Когда Питер уходил, гости все еще пили. Он задержался в дверях.
— Эти шутники — всерьез?
— Что — всерьез?
— Ну, о том, чтобы захватить Пентагон, упрятать президента.
— Но ведь надо же что-то делать! — Она была на грани неистовства. — Это каждому ясно. Я хочу сказать, дальше так продолжаться не может. Ты понимаешь, что мы проигрываем войну? Ну, да где тебе знать, ведь это скрывают от народа — цензура и все такое прочее. Но мы проигрываем войну, это точно, и есть лишь один человек, который может нас спасти.
— Твой друг капитан Бейли?
— Ты недооцениваешь его. Факт, он сильная личность среди всех этих слабаков. Ноя говорю не о Джо. Я говорю о Макартуре.
— А что, он тоже заодно с вами?
— Тебе скажешь, ты всем разболтаешь. Ты никогда не умел хранить секреты. Ну ладно, увидимся завтра. Я даю прием в честь Гарольда. Он уезжает на фронт. — Она поцеловала его в щеку.

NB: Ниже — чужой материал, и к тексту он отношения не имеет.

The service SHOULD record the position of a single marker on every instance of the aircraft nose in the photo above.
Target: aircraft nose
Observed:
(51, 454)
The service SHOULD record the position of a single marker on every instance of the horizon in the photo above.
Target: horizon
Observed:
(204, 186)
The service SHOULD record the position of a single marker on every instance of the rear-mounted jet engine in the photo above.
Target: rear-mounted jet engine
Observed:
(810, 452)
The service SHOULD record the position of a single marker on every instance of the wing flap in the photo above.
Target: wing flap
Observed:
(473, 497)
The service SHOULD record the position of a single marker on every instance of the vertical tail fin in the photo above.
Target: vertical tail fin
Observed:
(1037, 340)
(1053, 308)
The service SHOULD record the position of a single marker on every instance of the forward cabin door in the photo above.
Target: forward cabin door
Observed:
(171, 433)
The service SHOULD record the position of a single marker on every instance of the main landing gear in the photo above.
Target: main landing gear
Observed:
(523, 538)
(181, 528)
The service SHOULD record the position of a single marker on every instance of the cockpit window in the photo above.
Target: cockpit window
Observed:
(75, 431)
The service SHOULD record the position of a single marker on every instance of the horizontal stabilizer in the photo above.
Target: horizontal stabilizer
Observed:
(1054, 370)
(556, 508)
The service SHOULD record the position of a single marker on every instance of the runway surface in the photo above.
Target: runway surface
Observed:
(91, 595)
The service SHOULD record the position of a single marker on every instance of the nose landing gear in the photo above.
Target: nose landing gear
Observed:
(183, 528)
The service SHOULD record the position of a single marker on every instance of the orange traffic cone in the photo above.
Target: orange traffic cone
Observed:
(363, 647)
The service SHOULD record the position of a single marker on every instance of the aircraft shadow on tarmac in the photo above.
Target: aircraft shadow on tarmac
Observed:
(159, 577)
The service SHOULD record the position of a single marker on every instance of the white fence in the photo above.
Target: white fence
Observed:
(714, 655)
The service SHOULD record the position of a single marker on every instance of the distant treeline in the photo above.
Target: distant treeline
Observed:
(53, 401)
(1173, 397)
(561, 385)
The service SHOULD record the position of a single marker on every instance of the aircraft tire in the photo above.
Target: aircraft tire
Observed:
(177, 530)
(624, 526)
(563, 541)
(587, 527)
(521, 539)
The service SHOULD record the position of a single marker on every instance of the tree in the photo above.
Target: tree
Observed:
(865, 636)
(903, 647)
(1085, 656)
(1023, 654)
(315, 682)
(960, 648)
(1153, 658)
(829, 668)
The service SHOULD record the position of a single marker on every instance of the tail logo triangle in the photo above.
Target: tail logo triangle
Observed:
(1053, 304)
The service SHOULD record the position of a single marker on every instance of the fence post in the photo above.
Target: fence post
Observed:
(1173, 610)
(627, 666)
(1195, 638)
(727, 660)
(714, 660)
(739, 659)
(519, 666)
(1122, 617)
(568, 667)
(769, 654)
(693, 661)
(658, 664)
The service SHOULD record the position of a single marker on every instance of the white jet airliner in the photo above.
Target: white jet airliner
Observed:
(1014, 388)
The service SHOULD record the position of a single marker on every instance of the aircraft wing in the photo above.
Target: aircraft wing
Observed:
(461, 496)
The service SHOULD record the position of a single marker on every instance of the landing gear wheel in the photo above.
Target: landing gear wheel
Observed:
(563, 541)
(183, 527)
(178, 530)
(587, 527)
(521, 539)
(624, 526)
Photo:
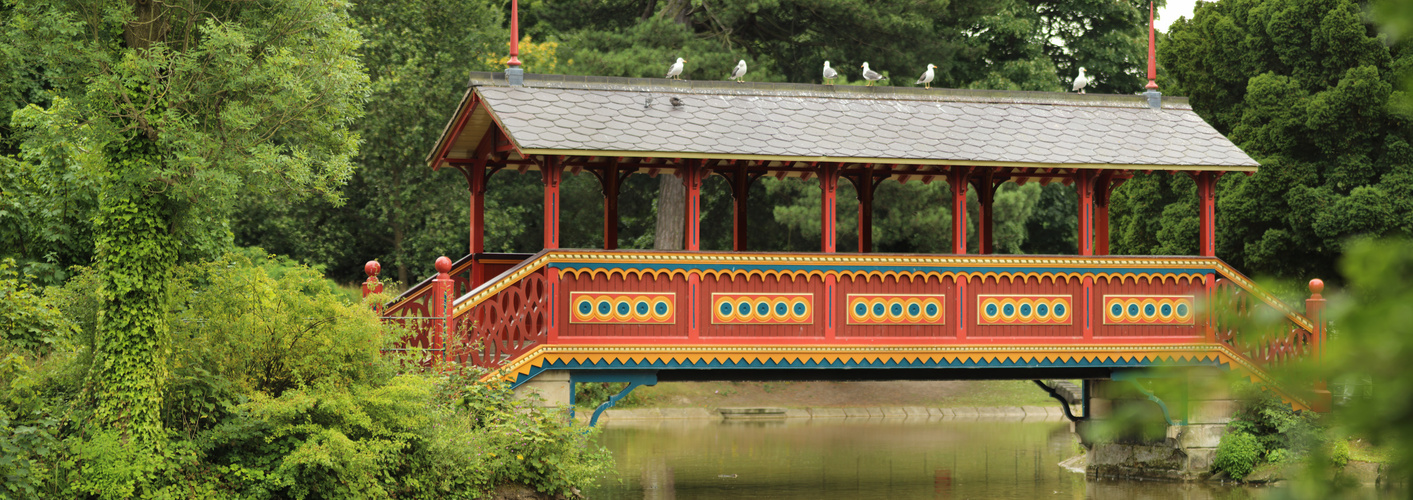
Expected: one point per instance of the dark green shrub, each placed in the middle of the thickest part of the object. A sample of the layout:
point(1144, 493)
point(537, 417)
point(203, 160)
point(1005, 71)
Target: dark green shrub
point(276, 390)
point(1338, 452)
point(1238, 454)
point(1275, 425)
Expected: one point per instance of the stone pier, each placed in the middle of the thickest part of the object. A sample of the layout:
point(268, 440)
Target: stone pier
point(1129, 438)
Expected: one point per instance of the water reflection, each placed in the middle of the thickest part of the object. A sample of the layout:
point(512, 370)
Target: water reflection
point(854, 458)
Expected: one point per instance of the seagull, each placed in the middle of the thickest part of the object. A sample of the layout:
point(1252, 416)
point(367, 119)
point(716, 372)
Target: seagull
point(1080, 82)
point(676, 71)
point(927, 78)
point(739, 72)
point(871, 75)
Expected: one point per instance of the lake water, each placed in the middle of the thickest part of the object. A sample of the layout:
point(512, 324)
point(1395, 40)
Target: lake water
point(856, 458)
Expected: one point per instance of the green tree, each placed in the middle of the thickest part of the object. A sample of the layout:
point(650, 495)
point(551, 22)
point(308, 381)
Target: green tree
point(184, 106)
point(1306, 89)
point(399, 212)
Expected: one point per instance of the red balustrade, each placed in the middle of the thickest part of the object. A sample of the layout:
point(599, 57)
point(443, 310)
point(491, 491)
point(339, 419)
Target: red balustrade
point(664, 298)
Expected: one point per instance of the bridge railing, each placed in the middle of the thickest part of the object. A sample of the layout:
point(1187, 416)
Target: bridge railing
point(664, 298)
point(1263, 329)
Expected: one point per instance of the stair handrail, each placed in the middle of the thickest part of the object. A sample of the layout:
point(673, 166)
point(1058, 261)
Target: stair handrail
point(503, 280)
point(1251, 287)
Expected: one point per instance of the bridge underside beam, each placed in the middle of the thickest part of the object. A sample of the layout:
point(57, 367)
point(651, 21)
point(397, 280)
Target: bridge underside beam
point(878, 375)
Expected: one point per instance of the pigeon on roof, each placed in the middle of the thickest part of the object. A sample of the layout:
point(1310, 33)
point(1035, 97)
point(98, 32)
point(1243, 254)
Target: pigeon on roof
point(927, 76)
point(739, 72)
point(871, 75)
point(676, 69)
point(1080, 82)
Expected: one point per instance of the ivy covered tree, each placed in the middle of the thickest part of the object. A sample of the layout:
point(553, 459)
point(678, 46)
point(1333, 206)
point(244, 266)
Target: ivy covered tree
point(178, 109)
point(982, 44)
point(1309, 89)
point(397, 211)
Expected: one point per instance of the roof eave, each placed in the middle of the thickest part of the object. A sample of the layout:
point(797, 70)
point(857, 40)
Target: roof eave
point(910, 161)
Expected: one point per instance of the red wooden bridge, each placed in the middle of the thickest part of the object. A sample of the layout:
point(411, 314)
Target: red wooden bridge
point(741, 314)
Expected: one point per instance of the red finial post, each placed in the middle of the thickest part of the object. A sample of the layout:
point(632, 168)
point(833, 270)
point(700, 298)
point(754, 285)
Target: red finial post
point(515, 34)
point(444, 322)
point(1152, 54)
point(372, 286)
point(1314, 311)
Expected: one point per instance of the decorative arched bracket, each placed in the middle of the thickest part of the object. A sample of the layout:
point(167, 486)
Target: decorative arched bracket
point(1064, 403)
point(633, 379)
point(1133, 379)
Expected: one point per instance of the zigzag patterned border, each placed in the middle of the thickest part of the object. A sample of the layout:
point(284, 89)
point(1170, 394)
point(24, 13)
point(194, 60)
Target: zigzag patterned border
point(912, 267)
point(726, 358)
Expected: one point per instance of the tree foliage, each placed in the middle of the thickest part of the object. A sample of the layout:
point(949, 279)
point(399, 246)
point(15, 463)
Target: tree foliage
point(178, 108)
point(1306, 88)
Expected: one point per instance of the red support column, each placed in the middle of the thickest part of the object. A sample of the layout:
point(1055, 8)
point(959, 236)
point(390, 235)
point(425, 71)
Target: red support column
point(1314, 311)
point(693, 177)
point(957, 177)
point(1101, 213)
point(1207, 213)
point(830, 328)
point(550, 173)
point(694, 310)
point(476, 184)
point(442, 314)
point(985, 221)
point(828, 206)
point(741, 191)
point(609, 181)
point(865, 189)
point(1084, 187)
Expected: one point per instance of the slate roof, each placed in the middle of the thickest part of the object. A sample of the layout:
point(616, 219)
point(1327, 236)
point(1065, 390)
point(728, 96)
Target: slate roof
point(575, 115)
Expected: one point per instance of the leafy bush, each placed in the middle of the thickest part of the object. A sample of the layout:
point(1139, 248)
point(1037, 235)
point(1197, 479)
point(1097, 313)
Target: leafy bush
point(1338, 452)
point(31, 322)
point(1278, 455)
point(1275, 424)
point(276, 390)
point(270, 326)
point(1238, 454)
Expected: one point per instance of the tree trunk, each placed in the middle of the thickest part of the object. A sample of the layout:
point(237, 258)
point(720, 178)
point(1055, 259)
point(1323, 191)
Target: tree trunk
point(671, 213)
point(136, 253)
point(134, 257)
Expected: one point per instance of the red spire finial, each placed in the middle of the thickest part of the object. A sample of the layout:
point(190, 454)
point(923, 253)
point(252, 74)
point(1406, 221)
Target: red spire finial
point(1152, 54)
point(515, 34)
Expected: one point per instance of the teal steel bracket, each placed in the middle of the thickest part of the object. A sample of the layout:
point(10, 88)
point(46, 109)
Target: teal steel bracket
point(1064, 404)
point(1133, 379)
point(633, 379)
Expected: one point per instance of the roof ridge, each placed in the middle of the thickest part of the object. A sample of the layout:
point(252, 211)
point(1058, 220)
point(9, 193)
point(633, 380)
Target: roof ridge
point(767, 89)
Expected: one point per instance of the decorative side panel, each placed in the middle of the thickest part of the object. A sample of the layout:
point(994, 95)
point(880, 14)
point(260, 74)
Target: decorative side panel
point(762, 308)
point(1023, 310)
point(1149, 310)
point(622, 308)
point(886, 310)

— Хорошо. — Питер хотел еще порасспросить ее про заговор, но пронзительное карканье генеральской жены отбило у него охоту. — Спокойной ночи, — сказал он. — А что думает о «сильной личности» отец? — Он задержался на пороге.
— Мы с ним не разговариваем, — ответила Инид. — Спроси у него сам. В конце концов, он твой отец.
— И твой тоже.
Инид невесело усмехнулась:
— Я не так уж в этом уверена.
— Дура!
— А как можно быть уверенным, если ты при сем не присутствовал?
VАлой дугой на фоне зелени кардинал стремительно ринулся к земле. По саду летали пчелы. Из лесистой глубины парка тянул свежий ветерок.
— Да, времена нынче пошли нелегкие, отнюдь нелегкие. — В самом легком расположении духа Бэрден сидел в шезлонге — ноги задраны кверху, голова прикрыта от жаркого июньского солнца шапочкой для гольфа. Рядом с ним сидел в кресле Сэм Бирман, вашингтонский корреспондент главной республиканской газеты его штата. Они были знакомы давно, и в их отношениях часто бывали трудные моменты. Редакторы партийной газеты сплошь и рядом безжалостно кромсали корреспонденции Сэма и вымарывали самые важные пассажи, в которых пелись славословия сенатору Дэю; случалось даже, они перекраивали оригинал таким образом, чтобы бросить на Дэя тень. Бэрдену ничего не оставалось, как принимать извинения Сэма: у него не было выбора, Сэм был ему нужен. Но он часто задавал себе вопрос, до какой степени тот действительно преклоняется перед ним. Если бы Сэм поменьше льстил, он доверял бы ему больше.
Сэм носил узкие галстуки и жевал сигары желтыми зубами — такими же желтыми, как и лосиный зуб, который болтался на его цепочке для часов и всех изрядно раздражал.
— Предвидите ли вы затруднения на первичных выборах в сорок четвертом году, сенатор?
Во время интервью Сэм всегда обращался к Бэрдену официально — это служило постоянным напоминанием о том, что все слова сенатора ложатся на бумагу. Потом они переходили на непринужденную болтовню и называли друг друга просто по имени.